The ketiminium chloride intermediate that separated as an oil after 3–4 days was washed with diethyl ether and hydrolyzed by refluxing in 5% HCl (1 L) for 4 to 5 hours. The ketone (24), which separated upon cooling, was filtered and recrystallized in the appropriate solvent.
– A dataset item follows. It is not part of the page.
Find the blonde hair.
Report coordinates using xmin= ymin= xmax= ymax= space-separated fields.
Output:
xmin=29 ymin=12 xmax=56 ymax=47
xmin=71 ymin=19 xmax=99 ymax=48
To a solution of benzylketone (24) (0.18 mol) in dry DMF (200 mL) BF₃Et₂O (0.88 mol) was added dropwise. This solution was warmed to 50 °C and a solution of methanesulfonyl chloride (0.56 mol) in DMF (100 mL) was slowly added. The resulting mixture was then heated to 100 °C for 2 hours. After cooling, it was poured into water (400 mL) and left overnight to give a precipitate, which was then stirred for 2 hours in cold methanol (50 mL), filtered and crystallized in a mixture of water/ethanol.

6,7-Dihydroxy-4′-methoxyisoflavone (25a) (72%). ¹H NMR (DMSO-d₆) δ_H 10.38 (1H, s, 7-OH), 9.75 (1H, s, 6-OH), 8.27 (1H, s, 2-H), 7.49 (2H, d, J = 8.6 Hz, 2′-H, 6′-H), 7.37 (1H, s, 5-H), 6,97 (2H, d, J = 8.6 Hz, 3′-H, 5′-H), 6.89 (1H, s, H-8), 3.76 (3H, s, OCH₃). ¹³C NMR (DMSO-d₆) δ_C 174.9, 159.5, 153.3, 152.9, 151.5, 145.4, 130.7, 125.3, 123.1, 117.2, 114.2, 108.8, 103.4, 55.8. Mp. 251 °C.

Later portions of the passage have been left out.